On face value, there does appear to be a happy ending following the termination of the conservatorship in 2021, however it feels like this is precarious. Britney’s second marriage to Sam Asghari has since ended and she’s done very little work to promote the release of the book. Britney does touch on her social media presence in the book, saying this is her way of taking ownership of her body and image after years of being controlled by others. She saved the best laugh for last, 'if you follow me on Instagram, you thought this book was going to be written in emojis, didn’t you?' showing unexpected self-awareness in the acknowledgements.

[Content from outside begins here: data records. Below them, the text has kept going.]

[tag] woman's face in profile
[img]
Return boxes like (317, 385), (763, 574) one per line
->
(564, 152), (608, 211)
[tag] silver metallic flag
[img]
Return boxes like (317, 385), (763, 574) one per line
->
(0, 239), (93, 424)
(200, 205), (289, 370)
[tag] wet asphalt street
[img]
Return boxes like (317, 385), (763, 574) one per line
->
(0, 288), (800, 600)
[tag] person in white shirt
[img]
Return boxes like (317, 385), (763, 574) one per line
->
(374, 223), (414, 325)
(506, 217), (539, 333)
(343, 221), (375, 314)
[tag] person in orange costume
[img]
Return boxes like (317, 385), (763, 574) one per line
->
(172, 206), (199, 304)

Being the exact same age as Britney and knowing how instrumental my thirties were to shaping my life, I struggle to comprehend how someone can come through a total loss of control for thirteen years and try to find their identity again in their forties. Regardless of whether you love her or hate her, there’s no denying that Britney shaped the cultural zeitgeist of the late nineties and early noughties, and whether she’s a reliable narrator or not, it would take a hard heart not to be touched by her story.